= Dan McIntyre (activist) =

Canadian human rights activist (1950– 2001)

Danny Clarence "Dan" McIntyre (1950 – February 19, 2001) was chair of the Board of Governors of Toronto Metropolitan University, a former race relations commissioner for Ontario and a longtime human rights activist.

McIntyre was born in Saint John, New Brunswick to a Black family. He earned a Bachelor of Business Administration from the University of New Brunswick and a Master of Social Work from Dalhousie University and subsequently became in officer in the Canadian Human Rights Commission and was promoted to director of the Canadian Human Rights Commission for Ontario.

In 1986, he moved to the Ontario Human Rights Commission accepting the appointment of race relations commissioner for the province.

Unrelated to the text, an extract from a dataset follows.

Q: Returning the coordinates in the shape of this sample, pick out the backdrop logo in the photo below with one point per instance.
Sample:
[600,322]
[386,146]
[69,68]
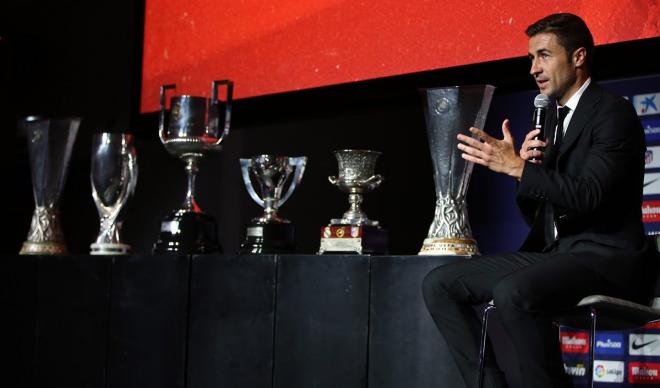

During his tenure, he advocated mandatory affirmative action legislation and a race and ethnic relations policy to combat racism in schools. He subsequently served as executive director for race relations at the ministry of the solicitor general and correctional services, acting as a liaison between the black community and Ontario police forces.

After leaving public service, he served as a human rights consultant for KPMG Consulting.

In 1996, he was appointed to the Board of Governors of Ryerson Polytechnic University, becoming its chair in July 2000.

He was the first visible minority to chair Toronto Metropolitan University's board and was described as "a role model because our student body at Ryerson is so diverse."

McIntyre died on February 19, 2001 after suffering from a heart attack during a vacation at Negril, Jamaica. Following his death, Toronto Metropolitan University created the Dan McIntyre Human Rights Award in his honour, awarded to "Ryerson students who have demonstrated a commitment to human rights and justice reform through community service involvement."